The following is a guest post. Enjoy! 

Just when Barclays was trying to rebuild its reputation, its name gets dragged through the mud once more. But this time, it’s not their fault. After a notification from the US authorities, Barclays has been helping the investigation of America’s biggest ever recorded money laundering business. Using 45 bank accounts in total, Liberty Reserve successfully laundered more than £4bn in criminal cash.

It’s estimated that millions of users worldwide used Liberty Reserve to launder money. 200,000 were from the US. It processed more than 12 million financial transactions a year. Barclays is not being blamed for this offence by the US authorities. In a statement, Barclays said that it’s doing all that it can to aid the investigation.

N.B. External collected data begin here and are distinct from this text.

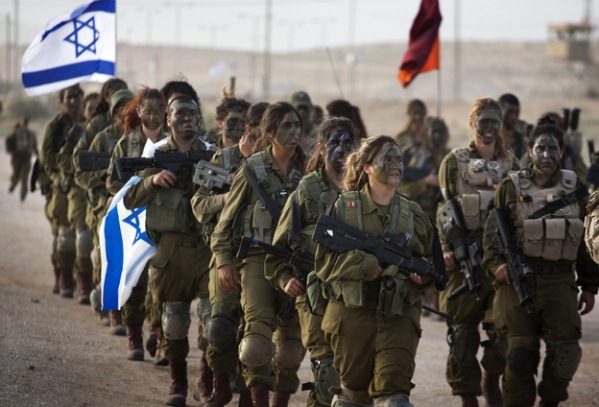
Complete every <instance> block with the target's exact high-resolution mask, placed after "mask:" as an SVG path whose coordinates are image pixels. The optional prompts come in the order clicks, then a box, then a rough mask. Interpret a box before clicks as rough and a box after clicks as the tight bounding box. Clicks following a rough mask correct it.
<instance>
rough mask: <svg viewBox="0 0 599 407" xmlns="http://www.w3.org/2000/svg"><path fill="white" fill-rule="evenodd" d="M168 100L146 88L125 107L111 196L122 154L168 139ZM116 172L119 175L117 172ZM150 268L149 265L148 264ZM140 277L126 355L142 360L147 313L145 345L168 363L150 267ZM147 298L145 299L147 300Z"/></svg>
mask: <svg viewBox="0 0 599 407" xmlns="http://www.w3.org/2000/svg"><path fill="white" fill-rule="evenodd" d="M165 112H166V100H165V99H164V96H163V95H162V93H161V92H160V91H159V90H158V89H151V88H143V89H141V90H140V91H139V92H137V93H136V94H135V97H134V98H133V99H132V100H131V101H130V102H129V103H127V105H126V106H125V108H124V110H123V113H122V117H123V132H124V134H125V135H124V136H123V137H121V138H120V139H119V141H118V142H117V144H116V146H115V147H114V151H113V153H112V159H111V160H110V165H109V167H108V176H107V177H106V189H107V190H108V193H109V194H110V195H115V194H116V193H117V192H118V191H119V190H120V189H121V188H122V187H123V185H124V184H125V181H126V180H123V181H121V180H119V179H118V177H116V176H112V175H113V171H116V169H115V168H114V165H115V160H116V159H117V158H120V157H141V155H142V152H143V149H144V146H145V145H146V143H147V142H148V140H150V141H151V142H152V143H156V142H158V141H159V140H163V139H165V138H166V136H167V134H166V133H165V131H164V115H165ZM114 175H116V174H114ZM147 267H149V266H147ZM147 267H146V269H144V272H143V273H142V275H141V276H140V278H139V281H138V282H137V285H136V286H135V287H134V288H133V291H132V293H131V297H129V300H128V301H127V303H126V304H125V305H124V306H123V309H122V317H123V323H124V324H125V325H126V326H127V333H128V337H129V351H128V353H127V358H128V359H130V360H143V359H144V353H143V346H142V326H143V321H144V319H145V318H146V314H148V315H149V316H150V325H151V326H150V335H149V336H148V341H147V343H146V347H147V349H148V352H149V353H150V356H152V357H155V359H154V363H155V364H156V365H166V364H167V363H168V361H167V360H166V358H164V357H163V356H162V328H161V321H160V316H161V314H162V309H161V307H160V305H159V304H154V303H153V301H152V295H151V293H150V294H147V293H148V269H147ZM144 298H145V302H144Z"/></svg>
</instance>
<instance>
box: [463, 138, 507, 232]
mask: <svg viewBox="0 0 599 407" xmlns="http://www.w3.org/2000/svg"><path fill="white" fill-rule="evenodd" d="M452 152H453V154H454V155H455V157H456V160H457V163H458V177H457V180H456V194H457V197H456V198H457V201H458V203H459V204H460V207H461V208H462V213H463V215H464V222H465V224H466V225H465V226H466V229H467V230H468V231H474V230H478V229H481V228H482V227H483V226H484V224H485V221H486V219H487V214H488V212H489V204H490V203H491V201H492V200H493V195H494V194H495V188H497V185H498V184H499V182H500V181H501V180H502V179H503V178H505V177H506V176H507V174H508V172H509V171H510V170H511V168H512V159H511V157H510V158H504V159H502V160H499V161H489V162H487V161H485V160H484V159H482V158H471V157H470V151H469V150H468V149H466V148H457V149H454V150H453V151H452Z"/></svg>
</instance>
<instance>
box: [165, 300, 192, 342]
mask: <svg viewBox="0 0 599 407" xmlns="http://www.w3.org/2000/svg"><path fill="white" fill-rule="evenodd" d="M190 326H191V315H190V313H189V303H188V302H165V303H164V309H163V311H162V331H163V333H164V336H165V337H166V338H167V339H170V340H173V341H176V340H179V339H185V338H187V334H188V333H189V327H190Z"/></svg>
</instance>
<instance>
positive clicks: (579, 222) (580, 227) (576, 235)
mask: <svg viewBox="0 0 599 407" xmlns="http://www.w3.org/2000/svg"><path fill="white" fill-rule="evenodd" d="M583 233H584V223H583V222H582V221H581V220H580V219H578V218H573V219H568V220H567V228H566V239H565V240H564V244H563V246H562V259H564V260H576V256H577V254H578V247H579V246H580V241H581V239H582V235H583Z"/></svg>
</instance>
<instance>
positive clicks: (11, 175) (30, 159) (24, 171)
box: [10, 154, 31, 200]
mask: <svg viewBox="0 0 599 407" xmlns="http://www.w3.org/2000/svg"><path fill="white" fill-rule="evenodd" d="M10 164H11V165H12V175H11V177H10V187H11V189H13V188H14V187H16V186H17V184H19V183H20V184H21V188H20V194H21V195H20V196H21V200H23V199H25V196H27V190H28V189H29V188H28V187H29V185H28V184H29V182H28V181H29V172H30V171H31V155H26V156H21V155H18V154H13V155H12V156H11V158H10Z"/></svg>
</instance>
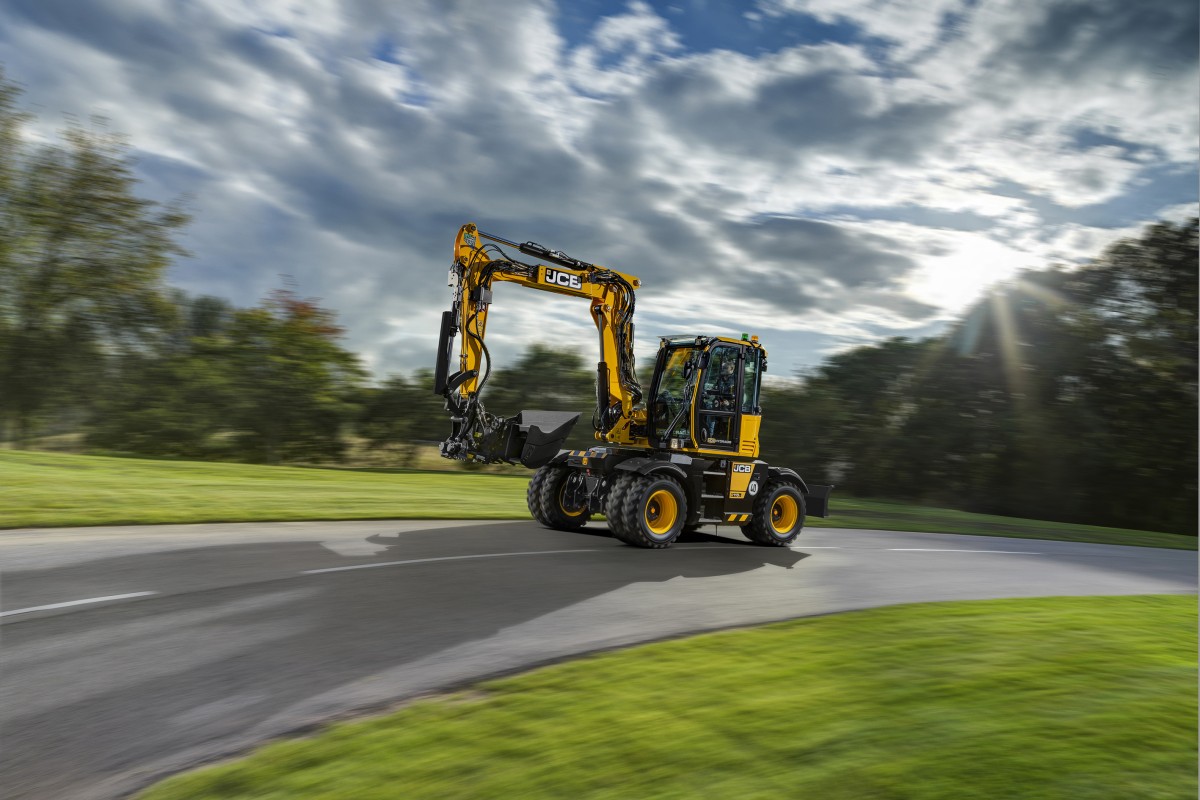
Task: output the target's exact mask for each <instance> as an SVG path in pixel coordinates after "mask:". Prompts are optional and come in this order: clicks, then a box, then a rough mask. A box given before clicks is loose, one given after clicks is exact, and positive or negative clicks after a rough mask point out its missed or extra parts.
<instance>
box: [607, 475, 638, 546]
mask: <svg viewBox="0 0 1200 800" xmlns="http://www.w3.org/2000/svg"><path fill="white" fill-rule="evenodd" d="M636 477H637V476H636V475H630V474H619V475H617V476H616V477H614V479H613V481H612V488H611V489H608V497H607V498H606V500H605V506H604V516H605V519H607V521H608V531H610V533H611V534H612V535H613V539H618V540H620V541H623V542H625V543H626V545H632V543H634V542H631V541H630V540H629V539H628V537H626V536H625V531H624V529H623V528H622V525H620V519H622V517H620V505H622V503H624V500H625V493H626V492H629V489H630V487H631V486H632V485H634V481H635V479H636Z"/></svg>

This case has occurred while the current chief executive, Antony Jenkins, is trying to clean up the bank’s public character, under a new ‘Transform’ programm. This is bad timing to get linked with one of the greatest money laundering businesses ever seen.


An International Project

Seven people were involved and helping criminals conduct illegal fiscal transactions. 17 bank accounts were held in Cyprus, and Liberty Reserve’s founder, Arthur Burdovsky, held a personal bank account with Barclays in Spain, from 2009 (and was suspended a week ago). Hence, why Barclays is getting involved.

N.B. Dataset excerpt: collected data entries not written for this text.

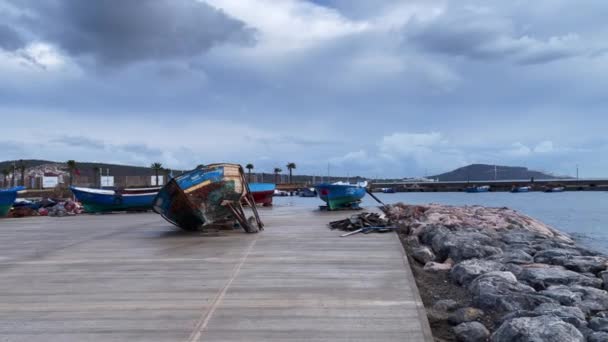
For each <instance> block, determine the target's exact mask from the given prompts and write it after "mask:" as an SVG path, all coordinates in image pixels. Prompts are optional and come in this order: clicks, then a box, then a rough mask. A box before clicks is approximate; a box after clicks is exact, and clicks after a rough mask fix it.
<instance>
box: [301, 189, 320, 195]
mask: <svg viewBox="0 0 608 342" xmlns="http://www.w3.org/2000/svg"><path fill="white" fill-rule="evenodd" d="M298 196H300V197H317V190H315V188H312V189H310V188H304V189H302V190H301V191H300V192H298Z"/></svg>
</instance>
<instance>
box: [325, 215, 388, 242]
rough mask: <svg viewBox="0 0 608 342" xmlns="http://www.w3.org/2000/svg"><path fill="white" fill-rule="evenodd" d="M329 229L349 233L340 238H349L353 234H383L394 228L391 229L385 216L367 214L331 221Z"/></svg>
mask: <svg viewBox="0 0 608 342" xmlns="http://www.w3.org/2000/svg"><path fill="white" fill-rule="evenodd" d="M329 228H330V229H332V230H334V229H338V230H343V231H347V232H351V233H348V234H344V235H342V236H350V235H353V234H355V233H364V234H367V233H371V232H377V233H385V232H389V231H391V230H393V229H396V227H391V222H390V220H388V219H387V218H386V216H384V215H380V214H376V213H368V212H364V213H361V214H359V215H352V216H351V217H349V218H347V219H344V220H338V221H332V222H330V223H329Z"/></svg>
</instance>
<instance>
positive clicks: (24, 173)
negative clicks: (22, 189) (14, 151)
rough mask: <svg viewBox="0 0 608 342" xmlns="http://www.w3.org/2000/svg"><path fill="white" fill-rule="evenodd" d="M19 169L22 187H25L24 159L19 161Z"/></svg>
mask: <svg viewBox="0 0 608 342" xmlns="http://www.w3.org/2000/svg"><path fill="white" fill-rule="evenodd" d="M17 168H19V171H20V172H21V185H23V186H25V163H24V162H23V159H19V164H18V166H17Z"/></svg>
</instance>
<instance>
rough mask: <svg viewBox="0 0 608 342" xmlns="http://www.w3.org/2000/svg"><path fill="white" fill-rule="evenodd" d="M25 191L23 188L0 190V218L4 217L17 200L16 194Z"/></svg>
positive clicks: (9, 210)
mask: <svg viewBox="0 0 608 342" xmlns="http://www.w3.org/2000/svg"><path fill="white" fill-rule="evenodd" d="M21 190H25V187H23V186H16V187H12V188H9V189H0V217H4V216H6V215H7V214H8V212H9V211H10V210H11V207H12V206H13V204H14V203H15V199H17V192H19V191H21Z"/></svg>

Burdovsky (born in Ukraine), had been charged in 2006 in the US with running an unlicensed money transfer service. He had been given a suspended five year sentence.

The Liberty Reserve project laundered the illicit funds that were linked to a whole host of contemptible crimes, from child pornography to developing hacking software for breaking into banks.


Everyone Has Dirt On Their Hands

Many Eurozone members have long considered Cyprus a tax avoidance haven and a hotspot for money laundering. Even so, Cyprus was bailed out earlier this year to the tune of £8.4bn by the EU nations and the International Monetary Fund (IMF).

Last June, Barclays was fined £290m by UK and US moderators, after they were found guilty of manipulating Libor. This led to three resignations at Barclays, including that of chief executive, Bob Diamond. When even the church is denouncing you publicly as a morally corrupt institution, something has gone horribly wrong.


Money Laundering

So, what is money laundering? It’s the process whereby criminals hide their illegal activities by making it seem as if their cash has emanated from a legitimate source. Not only can you face severe criminal sentences if you partake in money laundering, but you will face severe ramifications if you even have the slightest suspicion that it’s taking place and you don’t report it to the police. For further information, view this site for more information regarding money laundering and how you can protect yourself against it.

Yup, the authorities come down hard on anyone even remotely involved…regardless of whether they’re truly aware of the illegal process. Even suspicion can condemn you.

The amount of money that’s laundered through the UK every year is thought to stand at £48bn. That’s 2% of Britain’s total GDP.